Thank you for the response.

I also wanted to disable the heating element, but I don’t even know how.

Reducing the amount of hot water stored is the most effective approach.

If the water isn’t there, it doesn’t need to be heated.

A 300-liter (80-gallon) hot water tank is too large. I have a 10-unit apartment building where I installed a 500-liter (130-gallon) hot water tank. It has never been completely emptied. Here, they want 300 liters (80 gallons) for 4 people. I don’t want to start a debate about whether showering daily is healthy; it certainly isn’t necessary.

My hot water heater runs between 10 a.m. and 3 p.m. using power from my photovoltaic system, if there is enough output. Usually, it only takes about an hour to heat the water to 70°C (158°F). From November to February, it switches to the electrical grid. The system serves 3 people with an 80-liter (21-gallon) tank and has worked reliably for many years.

The insulation on the tank is so good that the water stays hot from 3 p.m. until 10 a.m. the next day. It’s no longer 70°C (158°F) by then, but still hot.

My heating system...

By now, I’m quite experienced.

First, set the hot water hysteresis to 6–8°C (11–14°F).

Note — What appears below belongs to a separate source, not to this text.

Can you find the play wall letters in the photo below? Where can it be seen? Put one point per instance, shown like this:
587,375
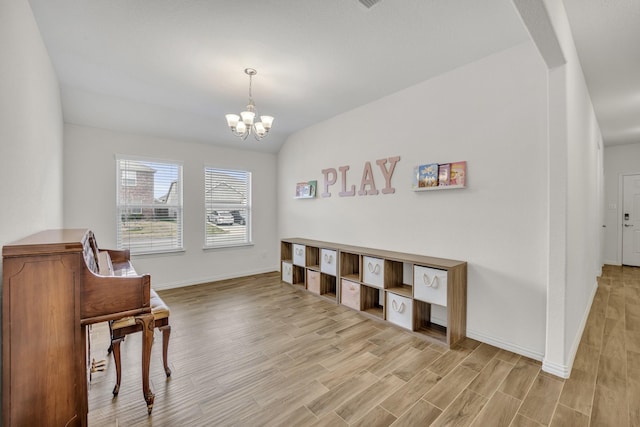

Set the temperature to a maximum of 48°C (118°F).

Schedule a lockout period for hot water during the day, so the photovoltaic system can contribute more when the sun is shining.

Turn the circulation pump off or run it for a maximum of 15 minutes once a day.

Set the temperature spread between the supply and return pipes to 6°C (11°F) during a heating cycle, but you should only do this in winter.

And don’t listen to Buchsbaum—heating the water to 70°C (158°F) first and then cooling it down with cold water is obviously not efficient for a heat pump.

For me, the photovoltaic system often produces its highest output between 10 a.m. and 12 p.m. There is sun in the morning, but from midday onwards, cumulus clouds or overcast conditions are common. This was actually the case quite often this summer. So, what’s the point of blackout periods? Heat when the sun is shining!

Otherwise, I have a hot water boiler and not a heat pump, which I have also mentioned. I need about 1200 kWh of electricity per year, including the electricity for hot water production, for our fairly large property. This total electricity consumption also includes the oven, lighting for outbuildings, heating pump, chest freezers, and so on. I think that’s pretty efficient.